My mom is as addicted to shopping as an alcoholic is to whiskey or a junkie is to heroin. She has gone through dozens of credit cards (all eventually cut up), hundreds of thousands of dollars of home equity, and the entirety of her inheritance from her parents (she was an only child). She has stolen money to go out and shop, but yet never stolen the items outright, because the actual act of buying is crucial to her addiction. She has lost my dad, the husband who loved her more than life itself, and, as of two years ago, she has lost my sister and I. We will always love her, but we can’t be with her as long as she won’t help herself, and after several interventions and close brushes with real poverty, we are not hopeful that she will ever get better.
I always get depressed around Mother’s Day, because people expect you to have a relationship with your mother, no matter what the history there is. And people take shopping addiction less seriously than they do substance abuse, even though it can be just as devastating. My mother, left to her own devices, went through nearly 40,000 in one weekend of shopping. She has hoarded clothing, accessories, home goods, and even books, which she never reads. She has filled her home with bags and boxes of things she bought, only to get evicted from yet another living place because she eventually falls behind on her rent.
In the years of therapy and discussion with family members, we reached the conclusion that my mothers’ parents, who died reasonably well-off but for most of my mother’s life were very poor, instilled in her a real desire to shop, we think to prove her worth and feel valuable. She was teased mercilessly as a kid, with very crooked teeth because her parents couldn’t afford braces, and then had nearly four years of adult braces that she, to this day, believes held her budding career back. All her life she has felt inadequate and lonely and, after the passing of her only brother (when she went into a deep depression for nearly two years), shopping became her only way to compensate for that.

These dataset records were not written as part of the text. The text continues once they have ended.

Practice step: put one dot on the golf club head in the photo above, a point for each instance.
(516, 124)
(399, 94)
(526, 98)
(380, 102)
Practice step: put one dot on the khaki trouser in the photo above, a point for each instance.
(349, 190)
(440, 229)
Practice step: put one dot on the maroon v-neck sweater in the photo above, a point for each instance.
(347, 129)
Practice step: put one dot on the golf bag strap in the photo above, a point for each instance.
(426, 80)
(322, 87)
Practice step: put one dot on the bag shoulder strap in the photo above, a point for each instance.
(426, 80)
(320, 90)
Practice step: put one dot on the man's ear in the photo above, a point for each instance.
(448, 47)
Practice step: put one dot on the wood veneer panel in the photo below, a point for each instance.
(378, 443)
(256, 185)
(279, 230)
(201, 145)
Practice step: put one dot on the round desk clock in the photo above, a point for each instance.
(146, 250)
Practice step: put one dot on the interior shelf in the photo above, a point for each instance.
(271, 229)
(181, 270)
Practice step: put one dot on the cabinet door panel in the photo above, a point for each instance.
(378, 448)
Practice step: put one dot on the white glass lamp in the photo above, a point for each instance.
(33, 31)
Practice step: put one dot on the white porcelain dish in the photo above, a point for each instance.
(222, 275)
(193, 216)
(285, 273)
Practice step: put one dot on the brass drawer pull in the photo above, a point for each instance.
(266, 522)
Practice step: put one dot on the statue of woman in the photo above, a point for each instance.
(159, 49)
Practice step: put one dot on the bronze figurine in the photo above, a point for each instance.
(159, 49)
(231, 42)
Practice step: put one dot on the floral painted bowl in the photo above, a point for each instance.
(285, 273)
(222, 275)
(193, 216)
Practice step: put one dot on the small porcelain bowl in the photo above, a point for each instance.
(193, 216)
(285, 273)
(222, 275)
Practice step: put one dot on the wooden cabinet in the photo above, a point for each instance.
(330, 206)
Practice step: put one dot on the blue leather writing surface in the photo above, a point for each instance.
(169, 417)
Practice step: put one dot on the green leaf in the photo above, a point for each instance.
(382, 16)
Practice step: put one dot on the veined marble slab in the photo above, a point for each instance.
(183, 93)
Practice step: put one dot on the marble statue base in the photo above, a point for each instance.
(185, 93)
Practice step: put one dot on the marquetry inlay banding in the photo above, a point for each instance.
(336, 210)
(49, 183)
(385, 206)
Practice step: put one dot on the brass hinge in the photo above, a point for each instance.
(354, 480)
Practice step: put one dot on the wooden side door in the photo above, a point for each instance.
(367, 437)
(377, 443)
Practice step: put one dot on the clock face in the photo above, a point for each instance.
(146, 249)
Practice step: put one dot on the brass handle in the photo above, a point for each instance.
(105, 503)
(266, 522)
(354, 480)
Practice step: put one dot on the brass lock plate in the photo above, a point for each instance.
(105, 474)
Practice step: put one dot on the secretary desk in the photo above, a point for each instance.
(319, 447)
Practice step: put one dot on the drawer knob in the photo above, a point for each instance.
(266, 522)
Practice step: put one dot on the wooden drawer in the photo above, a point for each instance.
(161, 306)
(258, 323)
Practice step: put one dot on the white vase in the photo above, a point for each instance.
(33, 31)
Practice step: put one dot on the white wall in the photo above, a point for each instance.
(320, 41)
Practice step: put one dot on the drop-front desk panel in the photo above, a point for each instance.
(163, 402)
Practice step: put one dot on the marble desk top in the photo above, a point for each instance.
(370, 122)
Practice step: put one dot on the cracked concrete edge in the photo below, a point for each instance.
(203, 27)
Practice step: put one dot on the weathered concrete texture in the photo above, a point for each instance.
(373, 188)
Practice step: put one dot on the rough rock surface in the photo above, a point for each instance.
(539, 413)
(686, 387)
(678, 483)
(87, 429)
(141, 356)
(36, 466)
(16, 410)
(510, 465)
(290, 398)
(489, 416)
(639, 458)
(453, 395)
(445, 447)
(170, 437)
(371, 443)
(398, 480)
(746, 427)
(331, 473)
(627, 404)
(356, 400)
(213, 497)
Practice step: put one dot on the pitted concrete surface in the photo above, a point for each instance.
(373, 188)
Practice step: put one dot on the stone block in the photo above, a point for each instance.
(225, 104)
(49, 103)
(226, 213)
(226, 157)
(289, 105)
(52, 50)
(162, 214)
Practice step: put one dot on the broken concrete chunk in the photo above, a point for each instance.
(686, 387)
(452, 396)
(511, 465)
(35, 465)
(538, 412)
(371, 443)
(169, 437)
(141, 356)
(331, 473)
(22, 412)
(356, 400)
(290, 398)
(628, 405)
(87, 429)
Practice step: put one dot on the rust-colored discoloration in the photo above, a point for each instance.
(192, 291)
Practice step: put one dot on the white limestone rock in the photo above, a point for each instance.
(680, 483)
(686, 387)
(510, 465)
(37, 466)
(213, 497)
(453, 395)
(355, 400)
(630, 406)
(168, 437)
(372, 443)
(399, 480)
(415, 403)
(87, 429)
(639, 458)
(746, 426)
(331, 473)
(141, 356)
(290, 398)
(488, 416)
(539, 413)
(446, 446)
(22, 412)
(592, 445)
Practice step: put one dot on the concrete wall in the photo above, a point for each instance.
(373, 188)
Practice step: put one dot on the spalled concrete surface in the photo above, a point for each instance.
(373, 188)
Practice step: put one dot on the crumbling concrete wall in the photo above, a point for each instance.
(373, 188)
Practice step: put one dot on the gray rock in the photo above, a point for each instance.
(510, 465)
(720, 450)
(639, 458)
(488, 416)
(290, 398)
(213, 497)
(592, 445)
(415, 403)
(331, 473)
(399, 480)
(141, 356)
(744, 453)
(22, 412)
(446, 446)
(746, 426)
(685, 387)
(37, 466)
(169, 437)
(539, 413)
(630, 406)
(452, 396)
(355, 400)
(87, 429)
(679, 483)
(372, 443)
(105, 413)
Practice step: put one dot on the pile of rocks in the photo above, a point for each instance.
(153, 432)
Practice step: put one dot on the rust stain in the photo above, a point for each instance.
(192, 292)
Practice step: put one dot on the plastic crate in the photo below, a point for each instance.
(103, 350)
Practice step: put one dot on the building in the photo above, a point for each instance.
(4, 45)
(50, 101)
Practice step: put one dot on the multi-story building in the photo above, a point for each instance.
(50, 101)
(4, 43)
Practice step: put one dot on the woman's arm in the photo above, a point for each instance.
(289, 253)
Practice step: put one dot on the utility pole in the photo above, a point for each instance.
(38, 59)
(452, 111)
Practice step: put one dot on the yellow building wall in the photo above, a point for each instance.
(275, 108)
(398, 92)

She loves the luxury of shopping, loves feeling like a wealthy woman that she used to watch on her favorite soap operas or serve when she worked at the Galleria. Even though my dad made a good living, though, it was never enough for her tastes. She loved going to Neiman’s and having a day of shopping with her favorite associate while they brought her sparkling water and cappuccinos. She loved to feel special, and was still delusional about being able to afford it, even after my dad personally spoke with every manager at the malls within an hour of our house to tell them not to let her buy anything.

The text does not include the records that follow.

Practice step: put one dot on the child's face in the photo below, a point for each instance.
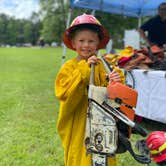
(85, 43)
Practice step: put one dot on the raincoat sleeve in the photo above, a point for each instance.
(71, 89)
(72, 76)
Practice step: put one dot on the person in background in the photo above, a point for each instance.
(156, 28)
(156, 142)
(85, 36)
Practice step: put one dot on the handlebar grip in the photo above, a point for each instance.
(140, 130)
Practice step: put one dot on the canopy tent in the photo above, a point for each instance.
(131, 8)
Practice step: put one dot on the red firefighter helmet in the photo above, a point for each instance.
(85, 19)
(156, 142)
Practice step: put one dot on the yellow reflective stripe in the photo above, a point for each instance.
(161, 148)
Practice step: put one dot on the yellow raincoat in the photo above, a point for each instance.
(71, 89)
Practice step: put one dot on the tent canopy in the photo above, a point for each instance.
(132, 8)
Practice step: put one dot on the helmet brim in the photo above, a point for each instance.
(103, 42)
(159, 159)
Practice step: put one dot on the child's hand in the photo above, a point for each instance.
(92, 60)
(114, 76)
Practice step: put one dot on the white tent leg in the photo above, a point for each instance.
(67, 25)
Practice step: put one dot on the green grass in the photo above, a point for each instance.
(29, 109)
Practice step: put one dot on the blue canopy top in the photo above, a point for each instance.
(133, 8)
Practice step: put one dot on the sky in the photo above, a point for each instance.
(19, 8)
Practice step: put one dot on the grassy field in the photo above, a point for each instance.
(29, 109)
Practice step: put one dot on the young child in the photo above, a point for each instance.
(86, 35)
(156, 142)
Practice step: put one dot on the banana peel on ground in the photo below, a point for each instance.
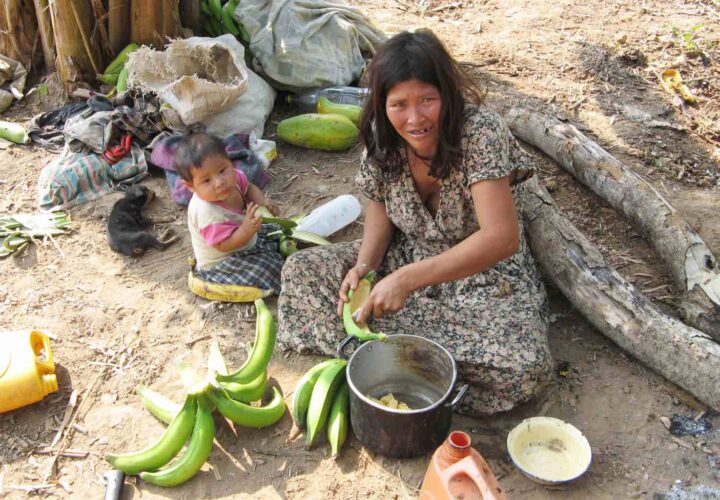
(223, 293)
(672, 82)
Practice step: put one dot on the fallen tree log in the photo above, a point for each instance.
(690, 261)
(680, 353)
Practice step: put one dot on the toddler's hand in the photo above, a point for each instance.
(252, 220)
(272, 206)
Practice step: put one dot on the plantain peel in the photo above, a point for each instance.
(358, 299)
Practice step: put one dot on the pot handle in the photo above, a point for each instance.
(343, 345)
(458, 396)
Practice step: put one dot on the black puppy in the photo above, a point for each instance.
(126, 224)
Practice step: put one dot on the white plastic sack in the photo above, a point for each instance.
(198, 77)
(302, 44)
(249, 113)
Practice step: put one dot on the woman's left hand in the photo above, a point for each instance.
(387, 296)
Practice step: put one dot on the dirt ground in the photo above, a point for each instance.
(119, 322)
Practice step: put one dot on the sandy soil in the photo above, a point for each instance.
(119, 322)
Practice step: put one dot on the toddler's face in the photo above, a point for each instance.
(214, 180)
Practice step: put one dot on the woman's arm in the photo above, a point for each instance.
(497, 239)
(377, 232)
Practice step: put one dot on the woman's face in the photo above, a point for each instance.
(413, 108)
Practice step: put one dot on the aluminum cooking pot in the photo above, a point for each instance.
(416, 371)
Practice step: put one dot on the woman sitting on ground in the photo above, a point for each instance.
(443, 176)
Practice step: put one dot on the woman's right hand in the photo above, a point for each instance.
(352, 278)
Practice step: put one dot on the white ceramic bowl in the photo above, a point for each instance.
(548, 450)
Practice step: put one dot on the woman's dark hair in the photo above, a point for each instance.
(417, 55)
(193, 150)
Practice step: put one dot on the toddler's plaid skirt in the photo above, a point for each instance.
(258, 266)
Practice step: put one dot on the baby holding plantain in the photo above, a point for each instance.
(230, 243)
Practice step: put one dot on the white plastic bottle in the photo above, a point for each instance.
(331, 216)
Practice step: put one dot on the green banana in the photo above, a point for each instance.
(257, 362)
(216, 362)
(215, 8)
(363, 334)
(122, 80)
(160, 453)
(269, 218)
(195, 455)
(119, 62)
(161, 407)
(303, 390)
(321, 399)
(287, 246)
(250, 416)
(338, 419)
(246, 393)
(227, 19)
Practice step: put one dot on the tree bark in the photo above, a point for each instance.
(42, 13)
(18, 29)
(190, 15)
(78, 53)
(690, 261)
(154, 21)
(681, 354)
(118, 24)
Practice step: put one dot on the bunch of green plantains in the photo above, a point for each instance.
(321, 399)
(192, 422)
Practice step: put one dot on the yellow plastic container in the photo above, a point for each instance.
(27, 370)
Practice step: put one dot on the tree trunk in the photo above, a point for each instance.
(691, 263)
(683, 355)
(18, 29)
(190, 15)
(79, 57)
(42, 12)
(154, 21)
(118, 24)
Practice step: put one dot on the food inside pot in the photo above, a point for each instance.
(389, 401)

Even when my dad left her, she was still addicted.
In some ways, she has taught me so much, if only by being a cautionary tale. But when I found that she had stolen my identity to take out new credit cards in my name — and nearly ruined my credit in the process — I knew I had to cut her out of my life. The whole family has cut her off, for our own mental health, and the last we heard of her, she was working at an upscale boutique in the state next to the one where we grew up. She still wears beautiful clothes and never leaves the house without full makeup, and she goes on dates with men older than her from dating websites because they’ll take her out shopping. She’s living the life that she wants to, compulsively shopping, without her family. Maybe in some ways she thinks she’s ruined her life, and she might as well enjoy it now.
The rest of us are rebuilding, and my dad will probably not be able to retire if my sister and I don’t help him, so I do not get to live the carefree life of a 20-something. But I know that I am never going to put my children through the same life that we did, robbing them of their financial comfort and ability to trust. I will be better, because we do not have to be like our parents.”